The pressure must be increased to release the brake. in the main air duct 29 and hence in the chamber 24, thereby releasing the DC brake and decreasing the pressure in the brake cylinder 15 and hence in the first chamber 13. The pressure drop in the chamber 13 affects the stroke of the piston 20, thereby raising the throttle body 71 to the throttle bore 70 so that the through-bore of the valve 61 is reduced. This is particularly important if the brake is released by the charging shock to prevent the control reservoir 33 from overfilling. Only when the pressure in the brake cylinder 15 has dropped to such an extent that the spring 68 can lift the piston 20 and 21 does the throttle body 71 move against the throttle. and the valve 61 opens fully again. Since the pressure in the main air duct 29 has now risen sharply due to the priming shock, the pressure in the chamber 24 also increases and the piston 30 moves downwardly against the force of the spring 34 and the control pressure in the chamber 31, thereby reducing the through hole 70 throttle body 71 and finally the inlet valve 28 closes. This prevents overflow of the control reservoir 33.

The next point is the question of brake exhaustability.

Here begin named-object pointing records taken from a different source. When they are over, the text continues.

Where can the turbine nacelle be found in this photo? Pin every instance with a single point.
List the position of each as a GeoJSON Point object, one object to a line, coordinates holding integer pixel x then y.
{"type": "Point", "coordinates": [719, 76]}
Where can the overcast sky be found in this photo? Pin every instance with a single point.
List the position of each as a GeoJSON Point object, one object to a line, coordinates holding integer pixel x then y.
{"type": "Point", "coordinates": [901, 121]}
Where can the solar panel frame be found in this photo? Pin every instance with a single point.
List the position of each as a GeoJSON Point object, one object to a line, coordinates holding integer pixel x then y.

By providing two parallel check valves 26 and 27, of which. the check valve 26 has a strong spring 75 and a larger through hole 76 and a check valve 27 a weak spring 77 and a smaller through hole 78, it has been achieved that the compressed air can initially flow rapidly into the auxiliary reservoir 12, but slowly at a small pressure difference, In the auxiliary reservoir 12, when the pressure in the main air line 29 rises sharply, it remains behind the pressure in the main air line 29. This eliminates the possibility of exhausting the brake.

Claims (2)

SUBJECT 1. A three-way control valve for an indirectly acting compressed air brake, in particular for a rail vehicle, having, on the one hand, a filling and shut-off valve, comprising a first spring-loaded piston loaded on one side with brake cylinder pressure and with ambient air; a spring-loaded piston which, on the one hand, is subjected to pressure from the control reservoir; and, on the other hand, to the pressure from the main air duct, on the one hand by a piston rod mounted on the first piston; on the second piston it forms a first valve for filling the control reservoir, and a second valve for filling the auxiliary reservoir, operable by a second piston, characterized in that a pressure transmission stop [67] is fastened to the piston rod (22) of the filling and closing valve (C) from the brake cylinder to the second piston and the first valve has to a throttle bore (70) extending relative to the throttle bore (70) is a movable cylindrical throttle body (71) whose central portion has a smaller diameter than both ends thereof. 2. Three-way control valve according to item 1, characterized in that two non-return valves (26, 27) are arranged in parallel to the auxiliary reservoir (12) between the inlet valve (28) and the duct (11) in the filler and shut-off valve (C). wherein the through port (78) of the second check valve (27) is larger than the through port (76) of the first check valve (26) and the spring (77) of the second check valve (27) is thicker than the spring (75) of the first check valve (27). 26).